La realizzazione calò su Ethan con il peso di un macigno, ma prima che potesse farsi prendere dal panico, il suo stomaco scelse quel momento per emettere un brontolio imbarazzante. Elara sorrise, l’espressione improvvisamente materna. “Vuoi mangiare qualcosa?” Lui annuì con vigore, ringraziandola e ammettendo di essere a digiuno da ore.
La donna prese un tozzo di pane abbrustolito e, con un mestolo di legno, gli versò una ciotola di densa minestra dal grande pentolone sul fuoco. “Mangia,” gli ordinò porgendogli il cibo. “Poi fermati qui per la notte. Domani, a mente lucida, vedremo il da farsi.” Un’ondata di sollievo e gratitudine travolse il ragazzo. “Grazie, signora, per la sua gentilezza. Se non fosse stato per lei, sarei finito in guai seri.”

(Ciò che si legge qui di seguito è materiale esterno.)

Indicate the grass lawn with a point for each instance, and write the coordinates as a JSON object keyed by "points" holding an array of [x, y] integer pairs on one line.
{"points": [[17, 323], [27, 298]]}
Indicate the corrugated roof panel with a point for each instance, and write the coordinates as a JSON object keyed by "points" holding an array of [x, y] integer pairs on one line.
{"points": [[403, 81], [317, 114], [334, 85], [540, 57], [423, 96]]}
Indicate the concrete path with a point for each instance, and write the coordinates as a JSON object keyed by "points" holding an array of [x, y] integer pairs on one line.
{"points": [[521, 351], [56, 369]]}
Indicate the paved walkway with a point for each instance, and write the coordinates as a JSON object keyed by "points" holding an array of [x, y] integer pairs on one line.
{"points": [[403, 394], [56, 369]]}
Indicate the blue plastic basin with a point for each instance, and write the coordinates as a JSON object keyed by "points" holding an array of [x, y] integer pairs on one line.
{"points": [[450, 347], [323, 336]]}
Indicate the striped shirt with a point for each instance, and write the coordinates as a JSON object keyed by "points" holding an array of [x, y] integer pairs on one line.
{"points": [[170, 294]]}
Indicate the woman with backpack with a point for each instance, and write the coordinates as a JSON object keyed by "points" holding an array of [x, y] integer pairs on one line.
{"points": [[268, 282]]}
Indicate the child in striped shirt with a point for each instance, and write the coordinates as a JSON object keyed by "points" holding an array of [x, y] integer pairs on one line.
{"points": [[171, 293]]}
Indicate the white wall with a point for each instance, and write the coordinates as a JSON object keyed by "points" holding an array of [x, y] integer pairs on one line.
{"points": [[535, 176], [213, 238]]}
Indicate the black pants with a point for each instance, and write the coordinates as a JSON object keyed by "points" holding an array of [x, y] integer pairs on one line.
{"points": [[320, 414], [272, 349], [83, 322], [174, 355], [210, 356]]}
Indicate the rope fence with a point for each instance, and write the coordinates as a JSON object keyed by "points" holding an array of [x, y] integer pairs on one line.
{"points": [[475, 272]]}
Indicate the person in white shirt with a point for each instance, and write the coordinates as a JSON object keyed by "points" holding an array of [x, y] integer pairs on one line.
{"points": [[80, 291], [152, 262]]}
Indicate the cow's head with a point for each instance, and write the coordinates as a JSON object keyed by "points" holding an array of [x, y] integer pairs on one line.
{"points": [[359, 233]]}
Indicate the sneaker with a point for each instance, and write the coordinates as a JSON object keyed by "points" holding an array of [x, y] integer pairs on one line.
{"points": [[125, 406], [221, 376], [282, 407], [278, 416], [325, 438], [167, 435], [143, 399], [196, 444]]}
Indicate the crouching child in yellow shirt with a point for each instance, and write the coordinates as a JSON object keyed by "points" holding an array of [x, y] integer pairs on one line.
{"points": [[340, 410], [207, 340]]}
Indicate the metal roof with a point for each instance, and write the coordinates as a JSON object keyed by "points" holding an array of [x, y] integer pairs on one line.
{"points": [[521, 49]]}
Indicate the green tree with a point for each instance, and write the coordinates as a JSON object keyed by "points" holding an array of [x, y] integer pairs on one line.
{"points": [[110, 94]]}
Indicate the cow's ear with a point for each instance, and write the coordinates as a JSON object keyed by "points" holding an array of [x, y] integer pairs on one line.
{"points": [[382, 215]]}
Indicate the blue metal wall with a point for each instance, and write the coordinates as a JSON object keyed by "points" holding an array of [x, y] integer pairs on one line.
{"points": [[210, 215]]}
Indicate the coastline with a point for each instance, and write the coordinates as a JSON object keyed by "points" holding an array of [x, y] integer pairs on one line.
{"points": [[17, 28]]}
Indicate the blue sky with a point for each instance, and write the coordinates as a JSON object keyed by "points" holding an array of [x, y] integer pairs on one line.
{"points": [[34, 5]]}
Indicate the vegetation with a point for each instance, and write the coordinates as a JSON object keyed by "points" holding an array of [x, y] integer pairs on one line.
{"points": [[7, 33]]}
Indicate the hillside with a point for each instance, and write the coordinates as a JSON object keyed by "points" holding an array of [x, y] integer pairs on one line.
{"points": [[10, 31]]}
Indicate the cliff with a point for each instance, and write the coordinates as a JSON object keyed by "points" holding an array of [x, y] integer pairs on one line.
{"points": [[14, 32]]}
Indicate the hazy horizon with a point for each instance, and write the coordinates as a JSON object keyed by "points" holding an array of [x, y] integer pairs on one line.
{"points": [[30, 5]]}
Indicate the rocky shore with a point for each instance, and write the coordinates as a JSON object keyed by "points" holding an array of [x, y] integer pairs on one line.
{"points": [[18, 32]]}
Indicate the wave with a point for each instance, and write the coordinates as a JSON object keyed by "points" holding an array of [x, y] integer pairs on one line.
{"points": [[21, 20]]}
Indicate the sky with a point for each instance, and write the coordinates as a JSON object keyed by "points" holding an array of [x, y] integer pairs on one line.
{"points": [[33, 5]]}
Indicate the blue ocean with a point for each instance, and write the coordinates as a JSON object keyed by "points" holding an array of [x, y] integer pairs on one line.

Elara si accigliò in un finto rimprovero. “Smettila di chiamarmi ‘signora’! Ho un nome. E semmai dovresti chiamarmi ‘signorina’, visto che non sono ancora sposata! Ma in ogni caso, chiamami Elara. Se non vuoi che ti cacci di casa, chiamami per nome!” Ethan, paonazzo ma visibilmente divertito, abbozzò un sorriso. “Sì, signora… cioè, volevo dire, signorina Elara!”
La zuppa calda e il pane fecero il loro dovere. Appena finito l’ultimo boccone, la stanchezza repressa lo investì in pieno. Si sdraiò sul giaciglio di legno e paglia e, prima ancora di potersi fare altre domande su quel mondo alieno, crollò in un sonno profondo, iniziando a russare poco dopo.
Dall’altra parte della stanza, Elara rimase a osservarlo. Un sorriso divertito le increspava le labbra, ma nella sua mente i pensieri vorticavano. Non riusciva ancora a credere del tutto al racconto del ragazzo. Era un miscuglio assurdo: carrozze di metallo chiamate auto, tavolette magiche, una nebbia innaturale. Eppure, percepiva che non stava mentendo. Tra tutto, c’era un dettaglio che la tormentava più degli altri. Il canto che lo aveva attirato. Era stata un’illusione, un sogno… o l’apertura di un portale verso un’altra realtà? E il fatto che Ethan si fosse risvegliato proprio lì, nel suo bosco, non poteva essere una coincidenza. Quello era un mistero che Elara non riusciva proprio a spiegarsi.